Un peu plus tard le même jour, Halim tentait de contourner les affrontements en cours sur la route de la Présidence. Près de la place du 1er-Mai, où des échauffourées avaient éclaté, les forces de l’ordre ont, selon des témoins, tiré des cartouches de lacrymogène à bout portant sur les manifestants. Sentant un choc, Halim a perdu connaissance. Il s’est réveillé à l’hôpital, un pansement sur l’œil gauche.
Sa convalescence est douloureuse : « Les pharmaciens refusent de nous donner du Tramadol, malgré l’ordonnance de l’hôpital, parce qu’ils pensent qu’on veut se droguer. » Alors que le mouvement de protestation met en avant son pacifisme, personne ne semble croire à son histoire. Assis dans un café, un habitant de son quartier lui rétorque que la police n’a tiré « que contre les baltaguia », comme on appelle les hommes de main du pouvoir.
Saisir la justice
Le communiqué officiel de la police indique que 56 policiers et 7 manifestants ont été blessés le 1ermars, et que tous ont été pris en charge à l’hôpital de la DGSN. Or, à l’hôpital Mustapha-Pacha, 16 patients ont été admis pour un éclatement du globe oculaire ce jour-là. D’autres l’ont encore été le 8 mars. Selon les informations recueillies par Le Monde, au moins cinq jeunes hommes ont définitivement perdu un œil au cours de ces deux journées de manifestations.

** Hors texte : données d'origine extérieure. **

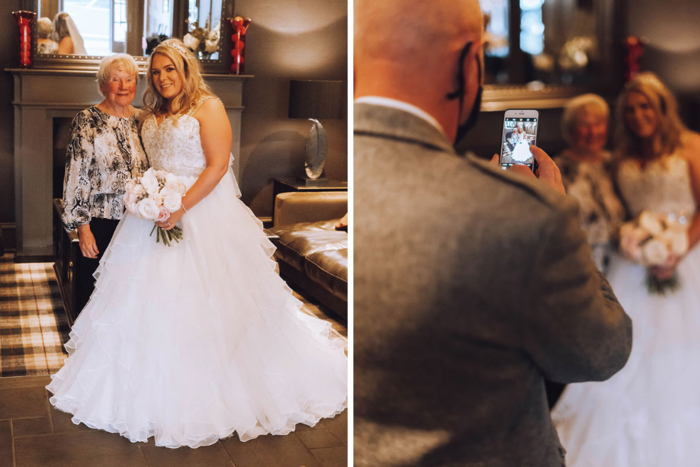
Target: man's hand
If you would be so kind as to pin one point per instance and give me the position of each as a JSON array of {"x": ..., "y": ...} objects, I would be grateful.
[
  {"x": 87, "y": 243},
  {"x": 547, "y": 172}
]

A Alger, le 1er mars 2019. / RYAD KRAMDI / AFP
Nasser, 18 ans, venait de Bab El-Oued. « Je me souviens que je chantais alors qu’on arrivait au Telemly [un autre quartier d’Alger], puis j’ai vu du sang. Quelqu’un m’a fait entrer dans une cage d’immeuble. Je suis arrivé à l’hôpital et j’ai perdu la mémoire. » A l’hôpital, la police est venue chercher les manifestants blessés, mais les soignants ont refusé de les laisser entrer dans le service. Le tir frontal a fait perdre son œil à Nasser. En deuxième année de lycée, il ne retourne plus en cours.
Les garçons ont tenté de saisir la justice, sans grande conviction. « Les victimes de 2001 ont dû attendre plus de dix ans », soupire Hassen. « Le procureur m’a dit : amène-moi le matricule du policier », raconte Halim. Quatre mois plus tard, ce dernier continue d’aller manifester quand il peut. La blessure va-t-elle changer quelque chose ? Le jeune garçon secoue la tête : « Ils ont peut-être fait ça pour nous briser, mais on a toujours la chaleur dans nos cœurs. »
* Tous les prénoms ont été modifiés.